Sebanyak 9 orang diantaranya dirawat intensif, 1 orang dirujuk dan 6 orang lainnya sudah dibolehkan pulang ke rumah masing-masing. Data tersebut diperoleh dari petugas identifikasi polres Bandung.
Kapolres Bandung, AKBP Indra Hermawan didamping musyawarah pimpinan kecamatan (Muspika) Cicalengka bersama ormas, LSM dan masyarakat melakukan penggerebekan ke salah satu gudang miras yang ada di Jalan Bypass, Cicalengka. AKBP Indra mengakui pihaknya mendapat laporan dari masyarkat terkait korban pesta miras oplosan dan adanya beberapa kios yang menjual miras oplosan.
“Kami bersama muspika dan masyarakat Cicalengka sama-sama mengecek informasi mengenai adanya toko yang menjual miras ilegal tersebut. Hasilnya ada dua kios yang menjual miras oplosan sejenis tuak,” ungkap AKBP Indra.

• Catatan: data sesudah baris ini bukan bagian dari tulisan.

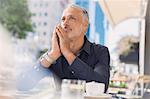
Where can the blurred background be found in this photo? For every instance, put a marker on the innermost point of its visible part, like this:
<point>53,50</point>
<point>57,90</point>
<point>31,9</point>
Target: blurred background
<point>122,25</point>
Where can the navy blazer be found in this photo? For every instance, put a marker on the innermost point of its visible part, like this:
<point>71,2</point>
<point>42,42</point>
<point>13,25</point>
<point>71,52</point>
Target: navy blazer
<point>91,64</point>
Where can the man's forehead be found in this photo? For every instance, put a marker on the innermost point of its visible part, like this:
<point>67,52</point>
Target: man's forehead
<point>72,10</point>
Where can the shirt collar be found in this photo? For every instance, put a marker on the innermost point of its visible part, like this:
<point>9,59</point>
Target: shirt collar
<point>86,45</point>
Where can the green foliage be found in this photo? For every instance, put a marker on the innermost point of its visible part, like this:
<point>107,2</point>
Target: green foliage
<point>15,16</point>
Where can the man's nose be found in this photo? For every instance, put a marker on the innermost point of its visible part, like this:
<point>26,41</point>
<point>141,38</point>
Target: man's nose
<point>66,22</point>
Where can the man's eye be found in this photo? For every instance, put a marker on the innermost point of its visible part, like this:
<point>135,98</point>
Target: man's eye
<point>63,19</point>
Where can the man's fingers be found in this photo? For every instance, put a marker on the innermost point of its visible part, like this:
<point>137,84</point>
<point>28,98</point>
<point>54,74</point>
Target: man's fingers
<point>61,30</point>
<point>59,33</point>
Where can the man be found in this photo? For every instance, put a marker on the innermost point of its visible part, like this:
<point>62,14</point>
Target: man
<point>72,56</point>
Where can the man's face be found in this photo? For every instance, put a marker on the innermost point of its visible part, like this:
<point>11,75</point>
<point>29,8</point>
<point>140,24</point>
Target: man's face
<point>72,22</point>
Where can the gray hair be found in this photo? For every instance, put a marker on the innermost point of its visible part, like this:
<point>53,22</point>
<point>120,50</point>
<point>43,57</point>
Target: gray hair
<point>85,13</point>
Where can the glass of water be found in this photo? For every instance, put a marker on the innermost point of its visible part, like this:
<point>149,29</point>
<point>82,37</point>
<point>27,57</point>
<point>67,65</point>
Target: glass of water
<point>72,89</point>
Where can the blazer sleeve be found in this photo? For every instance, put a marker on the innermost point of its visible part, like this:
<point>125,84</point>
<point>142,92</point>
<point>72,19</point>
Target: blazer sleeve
<point>101,71</point>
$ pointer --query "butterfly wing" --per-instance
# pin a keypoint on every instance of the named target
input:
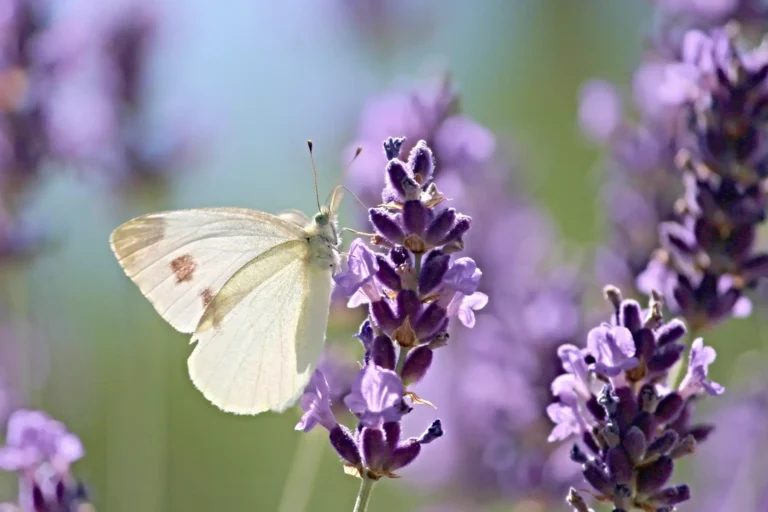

Ditanya apakah kedua kios itu ada kaitannya dengan korban pesta miras oplosan, kapolres menyatakan pihaknya masih mendalami keterkaitan tersebut dan jumlah korban yang pastinya.
“Kami masih mendalaminya. Yang penting setiap ada laporan dari masyarakat, kita tindaklanjuti dulu. Harapan saya masyarakat bisa bersama kami dan muspika bisa bekomitmen tetap bekerjasama untuk membersihkan Cicalengka ini, khususnya dari peredaran miras,” tambah AKBP Indra.
Camat Cicalengka, Entang Kurnia, mengakui pihaknya mendapat laporan terkait korban tewas dari pesta miras itu.
“Soal jumlah pastinya kami masih melakukan pendataan, karena belum lengkap, takutnya salah. Nanti bisa ditanyakan aja ke polres,” pungkas Entang.